Studien, die mit absoluten Zahlen arbeiten, anhand derer jeder für sich selbst einschätzen könnte, ob er seinen Lebensstil ändern sollte, sind eher selten. Doch es gibt sie, etwa zum Thema Rauchen. Es ist der mit Abstand größte Risikofaktor und Auslöser für die meisten Krebsfälle weltweit. Über 70 Substanzen im Tabakrauch verändern das Erbgut in den Zellen und können so vor allem Lungenkrebs hervorrufen.
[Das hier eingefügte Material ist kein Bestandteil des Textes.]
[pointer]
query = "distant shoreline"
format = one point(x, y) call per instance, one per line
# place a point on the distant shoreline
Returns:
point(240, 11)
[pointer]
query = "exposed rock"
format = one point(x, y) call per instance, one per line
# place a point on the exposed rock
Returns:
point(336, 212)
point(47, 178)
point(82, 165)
Eine Studie aus dem Jahr 2018 des Universitätsspitals Lausanne zeigt in absoluten Zahlen sehr deutlich, dass Raucher zehnmal häufiger an Krebs erkranken als Nichtraucher.
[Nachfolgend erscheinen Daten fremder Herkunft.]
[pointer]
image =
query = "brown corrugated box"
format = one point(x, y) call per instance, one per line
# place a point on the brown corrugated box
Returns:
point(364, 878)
Die Forscher untersuchten die Krebsfälle in den Schweizer Kantonen Vaud und Valais von 1995 bis 2013 und stellten fest: Die meisten Raucher bekommen im siebten Lebensjahrzehnt Lungenkrebs, nämlich 49 von 1.000 männlichen und 37 von 1.000 weiblichen Rauchern. Von den Nichtrauchern hingegen erkranken nur vier von 1.000 Frauen beziehungsweise fünf von 1.000 Männern daran.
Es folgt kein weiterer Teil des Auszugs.